Dalle quinte alla scena

Gli attori ci guardano

Non sempre succede, però accade. Quando il sipario si apre sulla scena, dove si svolge la vicenda teatrale, qualche attore (o diversi), guarda di sottecchi verso il pubblico: non uno sguardo diretto, visibile, ma celato e voluto. Molto voluto e intenzionale, come a sfida: guardiamoci in quanti siamo, e soprattutto chi siamo: voi siete gli spettatori che pagando assistono e partecipano, noi gli interpreti che rappresentiamo la verità del teatro mediante una storia, la nostra, di personaggi.

E non va bene. No!

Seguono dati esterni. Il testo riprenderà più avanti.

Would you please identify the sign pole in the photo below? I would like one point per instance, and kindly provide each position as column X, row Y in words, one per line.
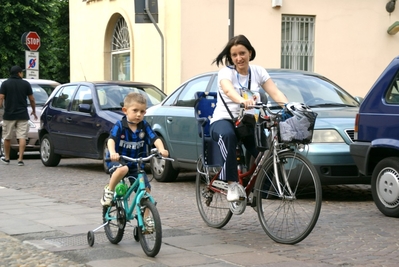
column 31, row 41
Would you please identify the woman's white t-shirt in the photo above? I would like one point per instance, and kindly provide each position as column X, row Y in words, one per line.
column 258, row 77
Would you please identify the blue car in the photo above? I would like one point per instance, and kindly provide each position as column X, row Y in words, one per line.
column 174, row 121
column 77, row 118
column 376, row 149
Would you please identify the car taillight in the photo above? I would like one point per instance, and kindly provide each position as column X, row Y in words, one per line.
column 356, row 126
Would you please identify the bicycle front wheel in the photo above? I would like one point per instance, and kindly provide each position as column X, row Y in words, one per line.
column 115, row 227
column 213, row 206
column 151, row 236
column 288, row 209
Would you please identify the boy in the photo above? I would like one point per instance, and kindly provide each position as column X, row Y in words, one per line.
column 129, row 137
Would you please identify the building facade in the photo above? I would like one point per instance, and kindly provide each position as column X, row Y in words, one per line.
column 347, row 41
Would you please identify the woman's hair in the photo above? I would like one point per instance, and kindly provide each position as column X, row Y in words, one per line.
column 134, row 97
column 236, row 40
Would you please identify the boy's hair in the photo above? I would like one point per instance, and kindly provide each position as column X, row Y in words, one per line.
column 134, row 97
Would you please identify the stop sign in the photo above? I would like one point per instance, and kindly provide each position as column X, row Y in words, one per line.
column 32, row 41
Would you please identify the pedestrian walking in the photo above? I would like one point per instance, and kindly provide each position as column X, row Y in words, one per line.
column 13, row 94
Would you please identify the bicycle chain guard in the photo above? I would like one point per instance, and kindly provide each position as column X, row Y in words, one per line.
column 238, row 207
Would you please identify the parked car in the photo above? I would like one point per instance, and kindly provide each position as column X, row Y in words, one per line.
column 77, row 118
column 376, row 147
column 173, row 120
column 41, row 91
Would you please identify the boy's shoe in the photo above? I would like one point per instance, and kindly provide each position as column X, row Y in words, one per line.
column 235, row 192
column 5, row 161
column 149, row 224
column 107, row 196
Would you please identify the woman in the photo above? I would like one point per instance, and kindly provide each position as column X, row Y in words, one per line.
column 234, row 80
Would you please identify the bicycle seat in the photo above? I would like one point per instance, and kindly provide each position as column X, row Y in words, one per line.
column 204, row 106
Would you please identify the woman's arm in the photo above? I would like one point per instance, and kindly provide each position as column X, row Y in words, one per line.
column 274, row 92
column 231, row 93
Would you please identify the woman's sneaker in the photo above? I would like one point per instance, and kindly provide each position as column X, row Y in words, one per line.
column 235, row 192
column 108, row 195
column 5, row 161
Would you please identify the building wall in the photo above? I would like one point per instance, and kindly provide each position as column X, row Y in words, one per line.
column 352, row 46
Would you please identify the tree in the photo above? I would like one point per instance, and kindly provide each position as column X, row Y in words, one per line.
column 50, row 19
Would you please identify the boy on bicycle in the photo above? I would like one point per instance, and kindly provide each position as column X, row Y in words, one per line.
column 129, row 137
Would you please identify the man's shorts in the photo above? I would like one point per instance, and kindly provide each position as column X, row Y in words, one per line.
column 131, row 173
column 21, row 129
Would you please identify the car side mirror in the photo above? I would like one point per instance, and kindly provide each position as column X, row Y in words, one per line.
column 86, row 108
column 359, row 99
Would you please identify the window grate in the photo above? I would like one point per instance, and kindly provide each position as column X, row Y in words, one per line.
column 297, row 42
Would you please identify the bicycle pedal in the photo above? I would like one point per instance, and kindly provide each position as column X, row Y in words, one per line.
column 220, row 185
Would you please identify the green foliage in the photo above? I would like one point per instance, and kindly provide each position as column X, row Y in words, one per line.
column 50, row 19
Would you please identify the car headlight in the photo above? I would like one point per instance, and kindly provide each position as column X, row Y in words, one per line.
column 327, row 136
column 31, row 124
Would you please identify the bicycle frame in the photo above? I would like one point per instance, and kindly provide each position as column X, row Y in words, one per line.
column 252, row 173
column 139, row 187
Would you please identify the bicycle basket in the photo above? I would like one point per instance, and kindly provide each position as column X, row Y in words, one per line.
column 299, row 128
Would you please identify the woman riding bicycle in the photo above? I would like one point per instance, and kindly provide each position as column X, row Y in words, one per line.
column 236, row 81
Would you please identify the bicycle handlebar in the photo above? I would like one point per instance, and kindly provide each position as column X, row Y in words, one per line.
column 262, row 106
column 154, row 153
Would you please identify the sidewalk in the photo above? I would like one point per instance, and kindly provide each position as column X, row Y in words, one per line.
column 55, row 235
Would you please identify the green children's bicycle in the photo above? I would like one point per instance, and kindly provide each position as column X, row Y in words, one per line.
column 142, row 208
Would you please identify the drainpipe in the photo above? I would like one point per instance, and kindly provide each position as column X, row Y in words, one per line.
column 231, row 19
column 147, row 10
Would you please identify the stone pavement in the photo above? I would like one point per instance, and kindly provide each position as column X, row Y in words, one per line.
column 64, row 227
column 47, row 212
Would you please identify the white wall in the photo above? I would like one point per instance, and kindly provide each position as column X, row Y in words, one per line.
column 352, row 46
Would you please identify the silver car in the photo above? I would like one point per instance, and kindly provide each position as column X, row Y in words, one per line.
column 41, row 91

Perché in quei pochissimi momenti – quelli dell’inizio, i più importanti – avviene l’incrocio delle attenzioni: in platea e sul palco, e del rapporto che consente l’innesto fra i tre fattori costitutivi del teatro: il testo, l’attore e il fruitore. La mancanza di un solo fattore cancella la verità: fittizia ma vera, di cui è composta la magia che unisce la comunità che celebra il rito dello spettacolo.

Si può definire veniale la banalità dell’estraneo sguardo dell’attore? Assolutamente impossibile. E’ forse quanto di più colpevole possa capitare a uno, o a più attori. La rottura del climax scenico sposta non soltanto l’attenzione di chi assiste, ma rompe l’assoluto che deve stabilirsi tra chi c’è e vive di quel dire, stare, comunicare dal palcoscenico.

Ma in breve verrà ripristinato il fascino interrotto dalla curiosità: affatto! La lacerazione implica una possibile o totale impreparazione dell’interprete, e il sospetto di faciloneria, anche se inesatto, offende le persone e il testo…

Si pensi a come verrebbe storpiato l’avvio, poniamo, di Riccardo III, con il protagonista che occhieggia in platea, mentre recita: “L’inverno del nostro travaglio è mutato in splendida estate…” Shakespeare non può intervenire, ma chi ha pagato il biglietto, sì, lo dovrebbe. E non basta. La professionalità impone che l’attore si prepari in tutti i sensi: fisici, psicologici, temporali alla rappresentazione, la tentazione di coinvolgersi in interessi privati, faccende personali, motivazioni non attinenti alla propria performance, deve essere respinta come offesa alla sacralità del teatro, ed esige il rispetto della creazione che si fa nell’attimo medesimo nel quale l’interprete la rende presente con la sua totalità.

Quando un attore si è donato al personaggio ha sottoscritto la rinuncia a se stesso, egli si è fatto prendere possesso da lui e ne condivide tutta l’esistenza.

Roberto Zago, giugno 2017

Una risposta a “Dalle quinte alla scena (Gli attori ci guardano)”

  1. Sempre interessanti le note del grande Roberto: vi traspaiono profonda passione e cultura per il Teatro nella sua forma più nobile e completa.